Initialize an SSH Connection to Cloudera Data Science Workbench for VS Code

The following task describes how to establish an SSH endpoint for Cloudera Data Science Workbench. Creating an SSH endpoint is the first step to configuring a remote editor for Cloudera Data Science Workbench.

  1. Log in to Cloudera Data Science Workbench with the CLI client.
    cdswctl login -n <username> -u http(s)://cdsw.your_domain.com
    For example, the following command logs the user sample_user into the https://cdsw.your_domain.com deployment:
    cdswctl login -n sample_user -u https://cdsw.your_domain.com
  2. Create a local SSH endpoint to Cloudera Data Science Workbench.
    Run the following command:
    cdswctl ssh-endpoint -p <username>/<project_name> [-c <CPU_cores>] [-m <memory_in_GB>] [-g <number_of_GPUs>] [-r <runtime ID> ]

    If the project is configured to use ML runtimes, the -r parameter must be specified, otherwise it must be omitted.

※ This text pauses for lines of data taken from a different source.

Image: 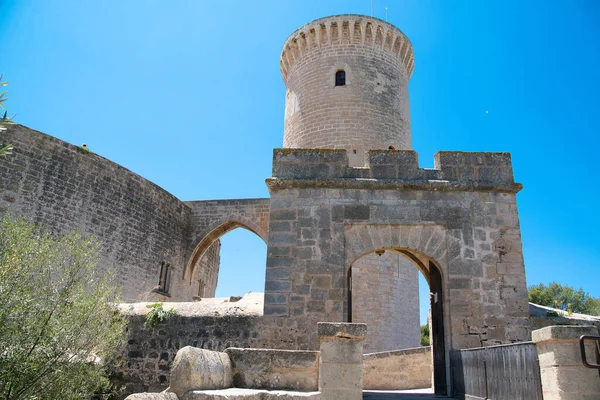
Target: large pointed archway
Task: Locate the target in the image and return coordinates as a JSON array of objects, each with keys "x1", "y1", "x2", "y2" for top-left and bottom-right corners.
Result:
[{"x1": 344, "y1": 224, "x2": 450, "y2": 396}]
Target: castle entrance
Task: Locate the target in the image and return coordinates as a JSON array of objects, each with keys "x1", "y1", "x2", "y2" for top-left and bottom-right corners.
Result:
[{"x1": 348, "y1": 246, "x2": 448, "y2": 395}]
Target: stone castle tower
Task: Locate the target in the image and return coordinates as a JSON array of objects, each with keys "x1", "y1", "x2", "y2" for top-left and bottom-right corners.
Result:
[{"x1": 280, "y1": 15, "x2": 420, "y2": 351}]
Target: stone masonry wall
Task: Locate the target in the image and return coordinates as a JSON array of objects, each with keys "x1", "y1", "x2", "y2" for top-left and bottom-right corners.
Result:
[
  {"x1": 352, "y1": 252, "x2": 420, "y2": 352},
  {"x1": 0, "y1": 125, "x2": 196, "y2": 302},
  {"x1": 363, "y1": 346, "x2": 432, "y2": 390},
  {"x1": 115, "y1": 296, "x2": 265, "y2": 395},
  {"x1": 264, "y1": 148, "x2": 529, "y2": 351},
  {"x1": 192, "y1": 240, "x2": 221, "y2": 298}
]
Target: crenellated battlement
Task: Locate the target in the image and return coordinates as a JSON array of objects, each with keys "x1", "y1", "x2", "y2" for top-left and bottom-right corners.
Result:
[
  {"x1": 280, "y1": 14, "x2": 414, "y2": 82},
  {"x1": 268, "y1": 148, "x2": 521, "y2": 192}
]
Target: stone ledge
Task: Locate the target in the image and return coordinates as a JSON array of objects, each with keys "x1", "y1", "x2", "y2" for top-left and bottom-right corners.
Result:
[
  {"x1": 532, "y1": 325, "x2": 599, "y2": 342},
  {"x1": 317, "y1": 322, "x2": 367, "y2": 340},
  {"x1": 363, "y1": 345, "x2": 431, "y2": 359},
  {"x1": 266, "y1": 177, "x2": 523, "y2": 194},
  {"x1": 183, "y1": 388, "x2": 321, "y2": 400}
]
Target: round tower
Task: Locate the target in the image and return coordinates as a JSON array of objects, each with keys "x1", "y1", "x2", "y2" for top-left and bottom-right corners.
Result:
[{"x1": 280, "y1": 14, "x2": 414, "y2": 166}]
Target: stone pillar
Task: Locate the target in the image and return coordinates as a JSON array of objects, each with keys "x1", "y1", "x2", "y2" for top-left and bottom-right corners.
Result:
[
  {"x1": 532, "y1": 325, "x2": 600, "y2": 400},
  {"x1": 318, "y1": 322, "x2": 367, "y2": 400}
]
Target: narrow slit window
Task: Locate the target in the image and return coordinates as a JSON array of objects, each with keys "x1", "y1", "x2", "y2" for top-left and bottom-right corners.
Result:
[
  {"x1": 157, "y1": 260, "x2": 171, "y2": 294},
  {"x1": 335, "y1": 70, "x2": 346, "y2": 86}
]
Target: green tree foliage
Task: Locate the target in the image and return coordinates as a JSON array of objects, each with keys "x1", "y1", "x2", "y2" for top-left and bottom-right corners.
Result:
[
  {"x1": 420, "y1": 324, "x2": 430, "y2": 346},
  {"x1": 0, "y1": 216, "x2": 126, "y2": 399},
  {"x1": 528, "y1": 282, "x2": 600, "y2": 316},
  {"x1": 0, "y1": 75, "x2": 15, "y2": 157}
]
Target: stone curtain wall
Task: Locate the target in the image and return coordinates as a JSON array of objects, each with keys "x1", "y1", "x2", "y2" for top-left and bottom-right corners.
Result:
[
  {"x1": 0, "y1": 125, "x2": 195, "y2": 302},
  {"x1": 265, "y1": 148, "x2": 529, "y2": 350},
  {"x1": 351, "y1": 252, "x2": 420, "y2": 352},
  {"x1": 281, "y1": 16, "x2": 414, "y2": 167},
  {"x1": 184, "y1": 199, "x2": 270, "y2": 282}
]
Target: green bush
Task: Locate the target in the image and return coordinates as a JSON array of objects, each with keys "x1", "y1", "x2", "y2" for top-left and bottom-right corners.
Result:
[
  {"x1": 0, "y1": 216, "x2": 126, "y2": 399},
  {"x1": 420, "y1": 324, "x2": 430, "y2": 346},
  {"x1": 145, "y1": 303, "x2": 179, "y2": 328}
]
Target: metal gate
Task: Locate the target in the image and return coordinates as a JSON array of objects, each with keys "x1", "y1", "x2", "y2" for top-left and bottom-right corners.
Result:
[{"x1": 450, "y1": 342, "x2": 542, "y2": 400}]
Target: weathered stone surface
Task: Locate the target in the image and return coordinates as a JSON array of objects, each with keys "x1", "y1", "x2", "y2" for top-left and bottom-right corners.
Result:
[
  {"x1": 317, "y1": 323, "x2": 367, "y2": 340},
  {"x1": 116, "y1": 296, "x2": 263, "y2": 396},
  {"x1": 0, "y1": 124, "x2": 200, "y2": 303},
  {"x1": 533, "y1": 325, "x2": 600, "y2": 400},
  {"x1": 225, "y1": 348, "x2": 319, "y2": 391},
  {"x1": 183, "y1": 388, "x2": 321, "y2": 400},
  {"x1": 318, "y1": 323, "x2": 365, "y2": 400},
  {"x1": 125, "y1": 392, "x2": 178, "y2": 400},
  {"x1": 363, "y1": 347, "x2": 432, "y2": 390},
  {"x1": 351, "y1": 253, "x2": 420, "y2": 352},
  {"x1": 532, "y1": 325, "x2": 599, "y2": 342},
  {"x1": 169, "y1": 347, "x2": 233, "y2": 398}
]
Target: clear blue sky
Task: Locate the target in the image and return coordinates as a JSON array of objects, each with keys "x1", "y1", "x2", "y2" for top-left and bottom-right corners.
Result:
[{"x1": 2, "y1": 1, "x2": 599, "y2": 324}]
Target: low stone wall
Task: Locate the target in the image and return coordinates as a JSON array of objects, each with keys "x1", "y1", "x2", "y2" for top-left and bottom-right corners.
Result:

To retrieve the Runtime ID, use the following command:

    cdswctl runtimes list

    See Using ML runtimes with cdswctl documentation page for more information.

    The command uses the following defaults for optional parameters:
    • CPU cores: 1
    • Memory: 1 GB
    • GPUs: 0
    For example, the following command starts a session for the logged-in user sample_user under the customerchurn project with .5 cores, .75 GB of memory, 0 GPUs, and the Python3 kernel:
    cdswctl ssh-endpoint -p customerchurn -c 0.5 -m 0.75

    To create an SSH endpoint in a project owned by another user or a team, for example finance, prepend the username to the project and separate them with a forward slash:

    cdswctl ssh-endpoint -p finance/customerchurn -c 0.5 -m 0.75
    This command creates session in the project customerchurn that belongs to the team finance.
    Information for the SSH endpoint appears in the output:
    ...
    You can SSH to it using
    
        ssh -p <some_port> cdsw@localhost
    ...
  3. Open a new command prompt and run the outputted command from the previous step:
    ssh -p <some_port> cdsw@localhost
    For example:
    ssh -p 7847 cdsw@localhost
    You will be prompted for the passphrase for the SSH key you entered in the Cloudera Data Science Workbench web UI.
    The public key could be rejected when the new ssh key pair is generated with a special name such as id_rsa_systest. If the public key is rejected, you must add the following information to the ~/.ssh/config file:
    Host * 
              AddKeysToAgent yes 
              StrictHostKeyChecking no 
              IdentityFile ~/.ssh/id_rsa_cdswctl
    Once you are connected to the endpoint, you are logged in as the cdsw user and can perform actions as though you are accessing the terminal through the Cloudera Data Science Workbench web UI.
  4. Test the connection.
    If you run ls, the project files associated with the session you created are shown. If you run whoami, the command returns the cdsw user.
    Once you are connected, you should see something like this:
    $ cdswctl ssh-endpoint -p ml-at-scale -m 4 -c 2
    Forwarding local port 7847 to port 2222 on session bhsb7k4eqmonap62 in project finance/customerchurn.
    You can SSH to the session using
    
        ssh -p 7847 cdsw@localhost
  5. Add an entry into your SSH config file.
    For example:
    $ cat ~/.ssh/config
    Host cdsw-public
        HostName localhost
        IdentityFile ~/.ssh/id_rsa
        User cdsw
        Port 7847
    HostName is always localhost and User is always cdsw. You get the Port number from Step 2.